A agradabilidade do modelo, como já dissemos, era imensa. A exigência do mercado e a necessidade de apresentar soluções efetivas para famílias ditaram que o 600 fosse pioneiro no segmento das minivan com a variante Multipla.

Trata-se de uma proposta que antevê o que hoje chamamos de SUV compacto. O design do Multipla, maior que o Fiat 600, era fruto do cruzamento de uma frente quase plana com a secção traseira do 600.

Os bancos da frente estavam colocados quase sobre o eixo; as portas mantinham-se “suicidas” enquanto que as portas traseiras abriam de forma “normal”.
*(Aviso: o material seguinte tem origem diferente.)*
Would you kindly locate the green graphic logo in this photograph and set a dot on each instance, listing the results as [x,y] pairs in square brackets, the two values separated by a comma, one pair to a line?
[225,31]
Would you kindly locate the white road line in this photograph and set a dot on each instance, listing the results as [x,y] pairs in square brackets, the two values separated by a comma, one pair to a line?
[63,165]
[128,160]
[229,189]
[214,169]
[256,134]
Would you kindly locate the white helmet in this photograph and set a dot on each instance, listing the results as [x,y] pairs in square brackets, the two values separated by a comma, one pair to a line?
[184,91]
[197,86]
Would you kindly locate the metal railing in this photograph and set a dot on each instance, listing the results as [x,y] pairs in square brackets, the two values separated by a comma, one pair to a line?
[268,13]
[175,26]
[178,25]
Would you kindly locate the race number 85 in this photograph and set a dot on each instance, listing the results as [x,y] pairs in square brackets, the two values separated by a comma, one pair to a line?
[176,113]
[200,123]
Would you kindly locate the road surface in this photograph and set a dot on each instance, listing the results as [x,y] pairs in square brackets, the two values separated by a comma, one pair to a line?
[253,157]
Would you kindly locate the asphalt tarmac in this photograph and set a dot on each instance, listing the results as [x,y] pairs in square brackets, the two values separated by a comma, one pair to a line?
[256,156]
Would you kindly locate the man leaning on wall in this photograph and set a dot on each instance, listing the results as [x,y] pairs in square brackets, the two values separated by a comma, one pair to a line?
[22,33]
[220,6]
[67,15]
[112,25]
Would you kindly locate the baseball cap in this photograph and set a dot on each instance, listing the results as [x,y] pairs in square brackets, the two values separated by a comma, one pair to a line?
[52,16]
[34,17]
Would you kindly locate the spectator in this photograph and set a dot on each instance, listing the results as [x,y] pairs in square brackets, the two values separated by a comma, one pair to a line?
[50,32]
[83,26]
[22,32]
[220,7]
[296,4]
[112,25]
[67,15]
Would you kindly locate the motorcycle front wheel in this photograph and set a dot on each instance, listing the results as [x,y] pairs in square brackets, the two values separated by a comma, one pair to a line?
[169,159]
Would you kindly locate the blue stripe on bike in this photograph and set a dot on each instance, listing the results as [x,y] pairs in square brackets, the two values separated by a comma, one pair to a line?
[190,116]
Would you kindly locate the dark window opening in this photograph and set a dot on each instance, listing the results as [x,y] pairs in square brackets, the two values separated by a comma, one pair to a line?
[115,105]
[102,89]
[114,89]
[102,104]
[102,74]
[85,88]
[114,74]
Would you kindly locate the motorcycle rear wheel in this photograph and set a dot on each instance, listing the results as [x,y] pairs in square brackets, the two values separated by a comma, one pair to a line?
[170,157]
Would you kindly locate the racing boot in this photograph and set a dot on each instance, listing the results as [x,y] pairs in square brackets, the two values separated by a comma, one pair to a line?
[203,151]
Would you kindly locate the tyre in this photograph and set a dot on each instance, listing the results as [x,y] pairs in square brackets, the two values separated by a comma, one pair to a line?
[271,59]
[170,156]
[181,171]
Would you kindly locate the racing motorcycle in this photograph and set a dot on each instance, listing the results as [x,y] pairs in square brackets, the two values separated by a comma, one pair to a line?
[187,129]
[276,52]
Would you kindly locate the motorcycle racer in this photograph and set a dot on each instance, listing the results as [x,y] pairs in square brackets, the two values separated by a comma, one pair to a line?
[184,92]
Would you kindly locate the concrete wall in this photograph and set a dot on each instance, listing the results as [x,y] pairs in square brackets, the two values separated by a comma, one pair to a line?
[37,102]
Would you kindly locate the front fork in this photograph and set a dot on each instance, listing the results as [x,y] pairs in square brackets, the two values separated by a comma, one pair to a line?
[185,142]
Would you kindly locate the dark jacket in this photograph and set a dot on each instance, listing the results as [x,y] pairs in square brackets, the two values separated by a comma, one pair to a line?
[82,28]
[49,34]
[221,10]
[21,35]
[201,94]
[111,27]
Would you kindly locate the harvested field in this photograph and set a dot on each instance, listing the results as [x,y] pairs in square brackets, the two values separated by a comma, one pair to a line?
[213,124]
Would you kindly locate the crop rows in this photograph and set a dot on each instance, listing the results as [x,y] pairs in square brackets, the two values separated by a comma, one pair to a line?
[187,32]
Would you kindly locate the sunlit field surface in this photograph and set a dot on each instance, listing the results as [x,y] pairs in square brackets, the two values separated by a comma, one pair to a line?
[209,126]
Espaço era palavra de ordem no Multipla e foi o que Dante Giacosa implementou no seu design. Todo o habitáculo foi puxado para a frente libertando espaço para o motor traseiro e para a colocação de carga.

Este Multipla levava até seis passageiros em três filas de bancos (2+2+2) sendo que as duas filas (central e traseira) quando rebatidas deixavam o piso totalmente plano, facto muito apreciado para o transporte de carga.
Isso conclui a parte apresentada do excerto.